Latest Developments:
- A United Stated District Court in Missouri issued an injunction in Make Liberty Win v. Zigler. The court enjoined the Missouri Ethics Commission from enforcing a requirement that committees file a statement of organization at least 60 days before an election. The plaintiff is a federal PAC that sought to establish a state PAC in order to influence a Missouri election.
- A United States District Court in Montana upheld the Governor of Montana’s Executive Order 15-2018. The Associated Press reports that the judge “upheld an executive order by Montana’s governor that requires companies to report political spending if they want to bid on large state contracts.” Specifically, the Executive Order requires “all entities submitting offers for state government contracts with a total contract value of over $25,000 for services or $50,000 for goods to disclose ‘covered expenditures’ [political contributions or expenditures] that the contracting entity has made within two years prior to submission of their bid or offer.”
In Case You Missed It:
- FARA Guilty Plea: The Associated Press reports that the American consultant involved in “an illicit lobbying effort to get the Trump administration to drop an investigation into the multibillion-dollar looting of a Malaysian state investment fund,” pleaded guilty. Since we reported this story last week, she has pleaded “to a single count involving a violation of the Foreign Agents Registration Act, which requires individuals enlisted by foreign entities to lobby the U.S. government to register that work with the Justice Department.” The unregistered agent “faces up to five years in prison and a $10,000 fine when she’s sentenced in January.”

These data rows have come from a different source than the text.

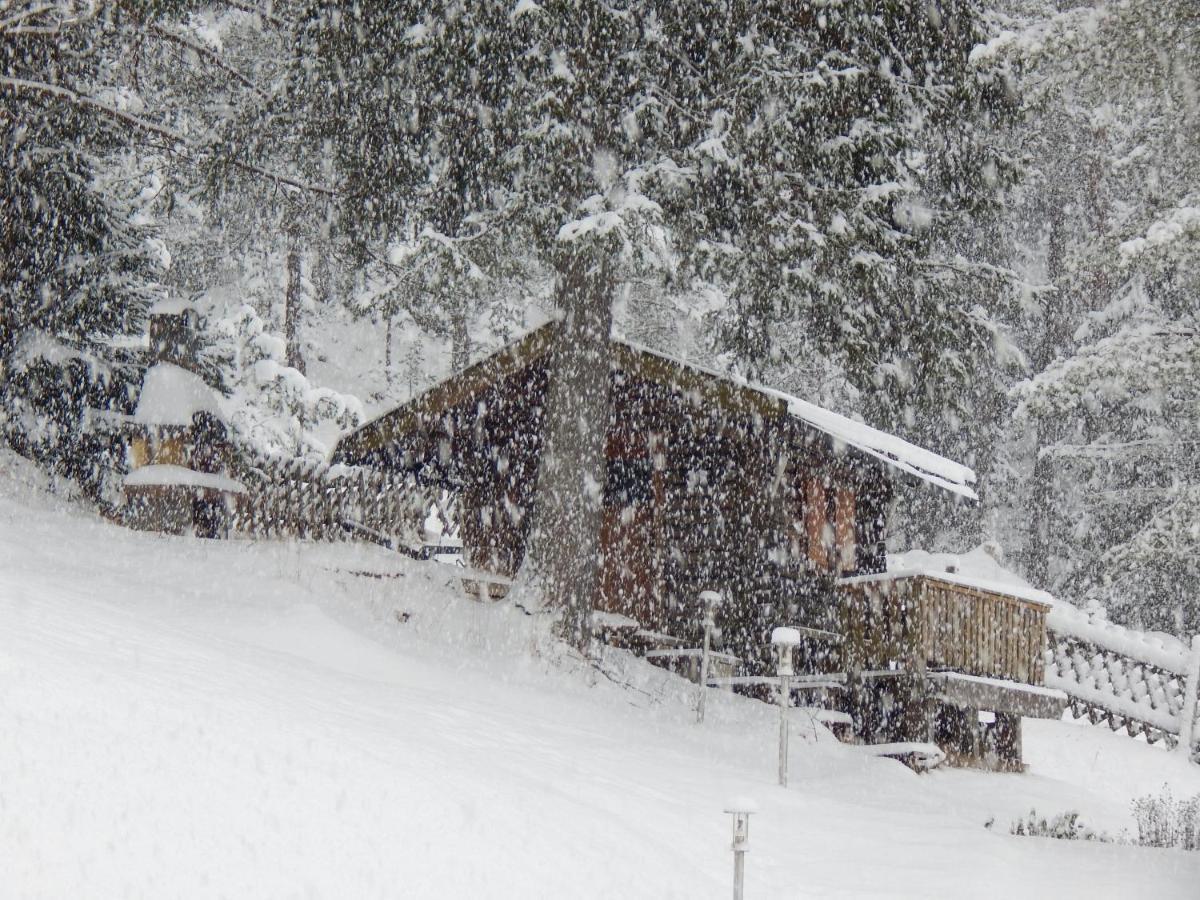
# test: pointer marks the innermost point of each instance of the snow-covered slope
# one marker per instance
(185, 718)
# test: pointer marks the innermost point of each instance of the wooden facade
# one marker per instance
(711, 485)
(929, 659)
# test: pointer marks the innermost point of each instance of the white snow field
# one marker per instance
(185, 718)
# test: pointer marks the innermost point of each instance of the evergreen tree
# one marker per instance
(78, 263)
(768, 149)
(1110, 223)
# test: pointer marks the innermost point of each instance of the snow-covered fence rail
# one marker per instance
(1141, 683)
(295, 497)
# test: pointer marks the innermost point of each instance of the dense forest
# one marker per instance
(971, 222)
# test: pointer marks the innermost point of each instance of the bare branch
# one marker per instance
(179, 142)
(211, 57)
(257, 11)
(79, 100)
(5, 24)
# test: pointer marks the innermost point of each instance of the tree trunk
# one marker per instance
(460, 337)
(387, 353)
(293, 300)
(564, 546)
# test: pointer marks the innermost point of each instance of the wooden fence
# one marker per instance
(293, 497)
(1143, 684)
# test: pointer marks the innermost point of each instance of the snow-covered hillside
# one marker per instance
(187, 718)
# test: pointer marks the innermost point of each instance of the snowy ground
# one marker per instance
(184, 718)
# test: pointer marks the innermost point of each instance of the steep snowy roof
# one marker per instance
(647, 363)
(165, 475)
(975, 569)
(895, 451)
(172, 395)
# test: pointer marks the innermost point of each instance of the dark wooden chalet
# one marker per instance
(721, 485)
(712, 484)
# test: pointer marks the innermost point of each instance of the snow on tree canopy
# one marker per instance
(172, 396)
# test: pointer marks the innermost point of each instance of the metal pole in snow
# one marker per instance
(784, 640)
(1191, 688)
(711, 599)
(785, 690)
(741, 844)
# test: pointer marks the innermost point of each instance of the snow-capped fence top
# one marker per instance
(297, 497)
(1143, 683)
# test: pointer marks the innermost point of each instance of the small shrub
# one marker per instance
(1167, 822)
(1066, 826)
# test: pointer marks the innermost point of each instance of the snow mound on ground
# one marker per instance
(172, 395)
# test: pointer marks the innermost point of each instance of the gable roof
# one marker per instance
(652, 365)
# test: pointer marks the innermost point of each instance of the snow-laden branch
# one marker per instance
(267, 16)
(179, 142)
(18, 85)
(208, 54)
(18, 17)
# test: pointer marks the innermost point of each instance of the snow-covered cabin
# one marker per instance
(715, 484)
(712, 484)
(178, 477)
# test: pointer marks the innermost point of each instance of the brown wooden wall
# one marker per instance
(701, 496)
(919, 623)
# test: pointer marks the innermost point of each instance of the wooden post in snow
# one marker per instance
(711, 599)
(1191, 688)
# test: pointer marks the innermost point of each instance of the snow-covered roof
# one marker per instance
(975, 569)
(172, 395)
(887, 448)
(160, 475)
(895, 451)
(172, 307)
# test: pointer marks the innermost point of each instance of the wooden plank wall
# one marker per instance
(925, 623)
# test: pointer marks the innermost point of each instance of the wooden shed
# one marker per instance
(712, 484)
(934, 657)
(178, 449)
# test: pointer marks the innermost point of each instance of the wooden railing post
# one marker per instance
(1188, 712)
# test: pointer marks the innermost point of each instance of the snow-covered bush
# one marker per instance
(1167, 822)
(273, 406)
(1066, 826)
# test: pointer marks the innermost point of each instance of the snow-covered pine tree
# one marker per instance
(769, 149)
(79, 259)
(1111, 226)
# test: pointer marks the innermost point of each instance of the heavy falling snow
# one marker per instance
(600, 448)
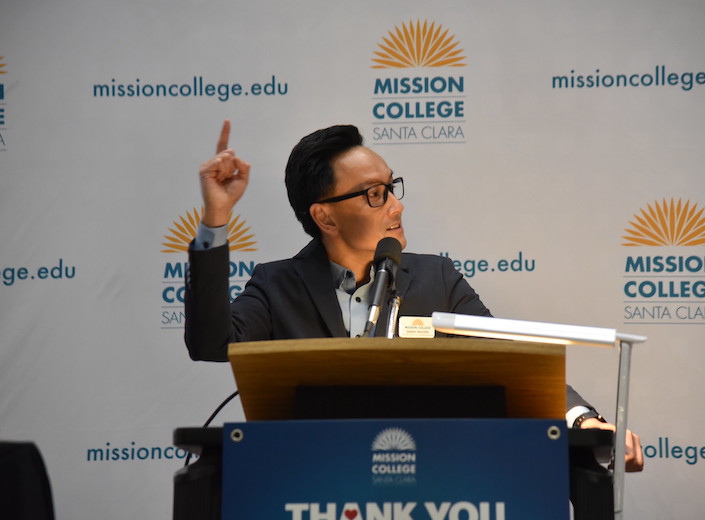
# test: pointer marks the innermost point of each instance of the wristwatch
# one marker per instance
(592, 414)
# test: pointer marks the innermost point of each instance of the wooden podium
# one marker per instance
(268, 373)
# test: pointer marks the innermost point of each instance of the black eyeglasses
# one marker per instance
(376, 195)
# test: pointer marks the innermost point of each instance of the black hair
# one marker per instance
(309, 174)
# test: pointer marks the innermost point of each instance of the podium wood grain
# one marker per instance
(268, 372)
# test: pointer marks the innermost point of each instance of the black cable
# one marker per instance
(216, 412)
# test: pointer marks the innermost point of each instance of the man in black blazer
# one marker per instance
(347, 199)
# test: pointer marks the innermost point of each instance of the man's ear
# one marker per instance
(323, 219)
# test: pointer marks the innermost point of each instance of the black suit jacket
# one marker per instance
(295, 298)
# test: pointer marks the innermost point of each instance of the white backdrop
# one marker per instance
(533, 167)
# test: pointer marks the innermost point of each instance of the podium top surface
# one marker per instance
(267, 373)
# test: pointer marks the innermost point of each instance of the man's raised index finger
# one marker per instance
(224, 136)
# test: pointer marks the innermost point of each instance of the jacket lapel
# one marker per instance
(314, 269)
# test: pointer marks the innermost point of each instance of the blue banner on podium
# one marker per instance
(447, 469)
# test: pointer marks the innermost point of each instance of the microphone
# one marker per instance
(386, 261)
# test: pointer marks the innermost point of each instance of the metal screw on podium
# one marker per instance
(237, 435)
(554, 433)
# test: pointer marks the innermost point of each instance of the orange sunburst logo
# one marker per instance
(184, 231)
(418, 45)
(668, 223)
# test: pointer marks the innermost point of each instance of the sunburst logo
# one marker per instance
(184, 231)
(667, 223)
(418, 44)
(394, 439)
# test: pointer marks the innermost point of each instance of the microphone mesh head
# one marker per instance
(390, 248)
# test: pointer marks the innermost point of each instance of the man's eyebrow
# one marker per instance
(369, 184)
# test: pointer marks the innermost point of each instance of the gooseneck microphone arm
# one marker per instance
(386, 261)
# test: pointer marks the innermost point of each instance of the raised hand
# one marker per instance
(224, 179)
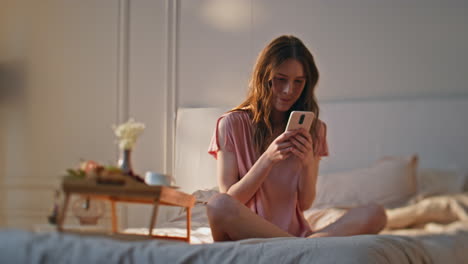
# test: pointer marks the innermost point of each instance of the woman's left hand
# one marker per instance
(302, 146)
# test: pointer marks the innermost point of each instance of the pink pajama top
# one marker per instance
(276, 200)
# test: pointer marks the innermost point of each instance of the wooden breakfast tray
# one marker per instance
(130, 192)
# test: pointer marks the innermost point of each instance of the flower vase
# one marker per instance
(125, 163)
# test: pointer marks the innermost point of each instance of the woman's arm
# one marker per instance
(245, 188)
(304, 151)
(307, 183)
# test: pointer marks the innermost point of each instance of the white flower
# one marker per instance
(127, 133)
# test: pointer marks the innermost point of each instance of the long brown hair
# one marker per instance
(259, 99)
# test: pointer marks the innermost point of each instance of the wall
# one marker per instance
(364, 49)
(92, 64)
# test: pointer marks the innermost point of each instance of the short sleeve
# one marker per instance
(321, 148)
(223, 138)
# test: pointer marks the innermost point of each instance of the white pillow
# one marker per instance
(437, 181)
(390, 182)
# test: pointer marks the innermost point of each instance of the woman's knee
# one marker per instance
(221, 207)
(376, 218)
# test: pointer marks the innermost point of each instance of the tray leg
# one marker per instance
(63, 212)
(153, 217)
(189, 218)
(114, 217)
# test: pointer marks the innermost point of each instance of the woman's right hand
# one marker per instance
(280, 148)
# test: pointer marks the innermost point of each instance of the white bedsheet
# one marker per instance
(419, 239)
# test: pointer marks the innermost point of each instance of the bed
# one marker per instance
(410, 155)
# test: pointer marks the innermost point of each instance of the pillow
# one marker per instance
(437, 181)
(391, 181)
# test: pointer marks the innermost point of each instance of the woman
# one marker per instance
(266, 176)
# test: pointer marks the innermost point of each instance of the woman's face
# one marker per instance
(287, 84)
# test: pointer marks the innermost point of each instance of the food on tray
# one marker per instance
(92, 170)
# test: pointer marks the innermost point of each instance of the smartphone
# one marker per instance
(300, 119)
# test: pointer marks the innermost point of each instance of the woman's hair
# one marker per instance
(259, 99)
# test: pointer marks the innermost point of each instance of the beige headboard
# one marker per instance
(359, 132)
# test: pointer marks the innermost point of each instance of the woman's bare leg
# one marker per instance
(370, 219)
(231, 220)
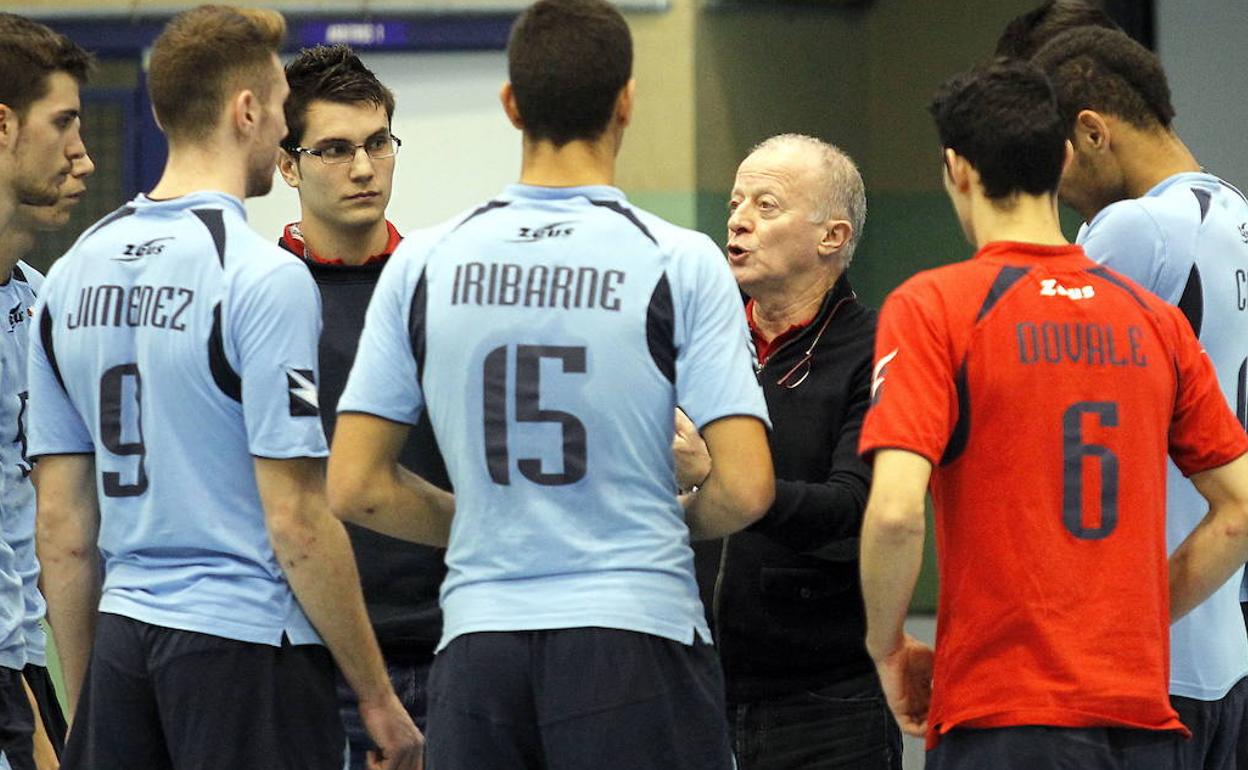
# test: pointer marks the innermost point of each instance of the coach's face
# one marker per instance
(351, 195)
(1093, 179)
(46, 142)
(46, 219)
(773, 237)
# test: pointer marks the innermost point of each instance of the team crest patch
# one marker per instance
(303, 398)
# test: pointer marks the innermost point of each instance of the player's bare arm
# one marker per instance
(741, 482)
(1219, 543)
(315, 554)
(892, 552)
(68, 524)
(368, 487)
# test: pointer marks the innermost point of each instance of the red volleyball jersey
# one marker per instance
(1046, 391)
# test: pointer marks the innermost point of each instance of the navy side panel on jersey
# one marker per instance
(550, 333)
(175, 343)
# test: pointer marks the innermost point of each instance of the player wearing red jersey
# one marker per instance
(1038, 393)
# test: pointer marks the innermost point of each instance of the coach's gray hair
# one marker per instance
(840, 194)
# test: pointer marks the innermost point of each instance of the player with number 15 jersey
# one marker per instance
(1077, 534)
(550, 335)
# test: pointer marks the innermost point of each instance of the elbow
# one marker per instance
(895, 524)
(754, 499)
(60, 540)
(350, 493)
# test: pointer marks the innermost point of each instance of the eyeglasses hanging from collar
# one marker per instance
(800, 371)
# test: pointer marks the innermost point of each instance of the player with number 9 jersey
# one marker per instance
(550, 333)
(175, 343)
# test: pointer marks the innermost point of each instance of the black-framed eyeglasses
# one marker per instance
(378, 147)
(800, 371)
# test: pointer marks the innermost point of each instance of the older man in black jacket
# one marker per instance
(785, 597)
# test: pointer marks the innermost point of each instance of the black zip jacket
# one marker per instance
(401, 579)
(784, 595)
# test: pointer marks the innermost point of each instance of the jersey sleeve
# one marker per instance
(383, 378)
(1203, 432)
(914, 397)
(54, 424)
(276, 326)
(1127, 238)
(714, 365)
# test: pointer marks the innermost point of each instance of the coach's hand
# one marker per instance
(690, 454)
(399, 744)
(906, 678)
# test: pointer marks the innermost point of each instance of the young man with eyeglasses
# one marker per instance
(1037, 393)
(786, 607)
(340, 156)
(43, 164)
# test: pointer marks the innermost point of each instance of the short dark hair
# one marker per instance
(1002, 119)
(1107, 71)
(1028, 33)
(568, 61)
(330, 73)
(204, 53)
(29, 53)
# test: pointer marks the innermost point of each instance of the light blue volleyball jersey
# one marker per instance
(13, 602)
(1187, 241)
(16, 492)
(175, 343)
(550, 333)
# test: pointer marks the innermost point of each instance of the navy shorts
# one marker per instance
(577, 699)
(1038, 748)
(16, 721)
(159, 698)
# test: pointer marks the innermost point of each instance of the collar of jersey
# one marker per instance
(1011, 252)
(595, 192)
(194, 200)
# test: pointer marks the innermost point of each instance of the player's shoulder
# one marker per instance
(24, 272)
(418, 245)
(1165, 216)
(955, 280)
(669, 236)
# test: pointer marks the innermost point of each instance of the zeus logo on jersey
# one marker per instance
(303, 397)
(137, 251)
(881, 368)
(16, 315)
(1050, 287)
(532, 235)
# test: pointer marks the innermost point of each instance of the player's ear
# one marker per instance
(1091, 130)
(624, 102)
(507, 95)
(9, 125)
(835, 235)
(288, 166)
(957, 171)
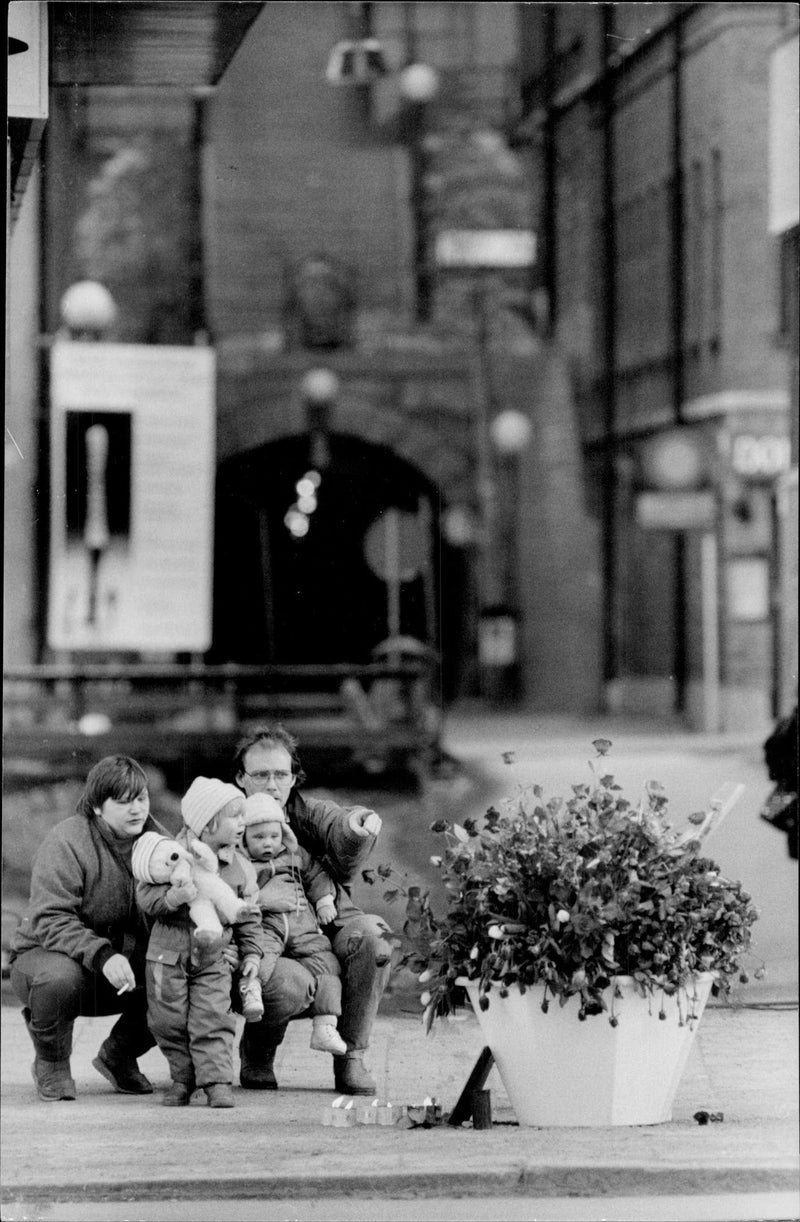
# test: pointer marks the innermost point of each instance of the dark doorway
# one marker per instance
(316, 598)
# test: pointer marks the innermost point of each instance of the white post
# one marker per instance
(710, 611)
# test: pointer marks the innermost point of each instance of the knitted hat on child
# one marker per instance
(203, 799)
(142, 856)
(260, 808)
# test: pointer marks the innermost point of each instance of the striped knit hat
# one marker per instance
(261, 808)
(142, 856)
(204, 798)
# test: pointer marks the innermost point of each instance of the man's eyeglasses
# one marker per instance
(277, 776)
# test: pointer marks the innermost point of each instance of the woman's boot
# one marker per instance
(54, 1080)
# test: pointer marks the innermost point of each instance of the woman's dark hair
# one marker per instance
(269, 736)
(116, 776)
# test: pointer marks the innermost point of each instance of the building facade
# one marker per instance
(557, 469)
(650, 126)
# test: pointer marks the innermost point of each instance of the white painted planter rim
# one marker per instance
(623, 981)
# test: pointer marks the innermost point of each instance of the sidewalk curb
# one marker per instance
(540, 1182)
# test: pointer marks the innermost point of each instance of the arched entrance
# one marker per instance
(318, 598)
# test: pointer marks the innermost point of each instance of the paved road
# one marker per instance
(729, 1207)
(690, 768)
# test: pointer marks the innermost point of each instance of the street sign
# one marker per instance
(485, 248)
(676, 511)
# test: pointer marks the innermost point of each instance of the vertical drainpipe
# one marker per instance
(40, 493)
(678, 379)
(611, 645)
(550, 187)
(197, 319)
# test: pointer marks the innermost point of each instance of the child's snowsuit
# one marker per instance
(189, 1002)
(286, 884)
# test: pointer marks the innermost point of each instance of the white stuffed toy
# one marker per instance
(160, 859)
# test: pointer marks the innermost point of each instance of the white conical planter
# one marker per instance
(560, 1071)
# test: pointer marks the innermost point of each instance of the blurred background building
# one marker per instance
(453, 328)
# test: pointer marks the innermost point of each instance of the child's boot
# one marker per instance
(178, 1094)
(252, 1002)
(351, 1075)
(325, 1038)
(219, 1094)
(54, 1079)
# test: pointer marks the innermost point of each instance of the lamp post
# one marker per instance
(88, 313)
(479, 253)
(319, 389)
(418, 87)
(88, 310)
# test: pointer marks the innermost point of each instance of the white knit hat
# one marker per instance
(261, 808)
(203, 799)
(142, 856)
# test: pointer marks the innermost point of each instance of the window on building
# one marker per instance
(716, 285)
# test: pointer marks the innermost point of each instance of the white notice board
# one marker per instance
(132, 496)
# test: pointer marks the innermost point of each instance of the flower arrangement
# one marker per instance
(572, 895)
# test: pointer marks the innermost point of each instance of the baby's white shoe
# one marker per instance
(252, 1003)
(325, 1038)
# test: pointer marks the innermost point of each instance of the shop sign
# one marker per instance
(676, 511)
(132, 497)
(485, 248)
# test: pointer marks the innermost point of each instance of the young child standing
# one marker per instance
(189, 989)
(288, 882)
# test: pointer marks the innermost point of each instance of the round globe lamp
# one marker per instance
(88, 308)
(419, 83)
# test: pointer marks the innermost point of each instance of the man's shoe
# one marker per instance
(178, 1094)
(257, 1074)
(258, 1077)
(121, 1072)
(219, 1094)
(252, 1002)
(325, 1038)
(351, 1075)
(54, 1080)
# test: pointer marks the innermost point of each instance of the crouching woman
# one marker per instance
(80, 948)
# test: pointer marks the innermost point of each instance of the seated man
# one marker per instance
(340, 838)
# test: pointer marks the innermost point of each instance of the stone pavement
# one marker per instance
(274, 1145)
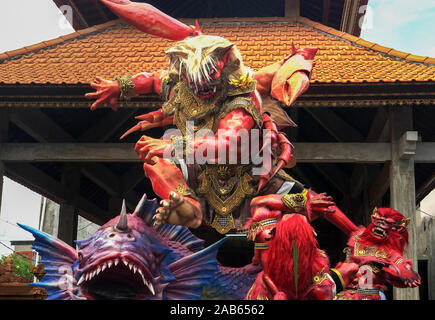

- Chicago Corruption Plea: According to WBEZ, the former Cook County Commissioner charged with corruption, reported here last week, has reached a plea agreement. He has admitted “he took ‘multiple extortion and bribe payments’ worth a total of more than $250,000.” He was investigated after telling a local businessman that campaign contributions were a “‘fixed cost’ of doing business in his district.”
- Got His Goat: A public official in Arizona resigned after accepting a goat as compensation for helping a group of farmers who were trying to secure water rights. The Associated Press reports that the official “used city workers” in what was characterized as an “outside job.” The farmers hired the official “as a consultant to help them get irrigation water from an (sic) property association, paying him with a goat for his work and agreeing to provide additional [cash] compensation if he was successful.”
- Red Light Corruption: The Chicago Tribune reports that a “former executive for a red-light camera company who wore a wire for the FBI as part of a sprawling public corruption investigation was charged Monday with bribery conspiracy in an alleged scheme to get cameras installed in Oak Lawn.” The article points out that his previous cooperation “led to charges against a number of Democratic politicians and power players.”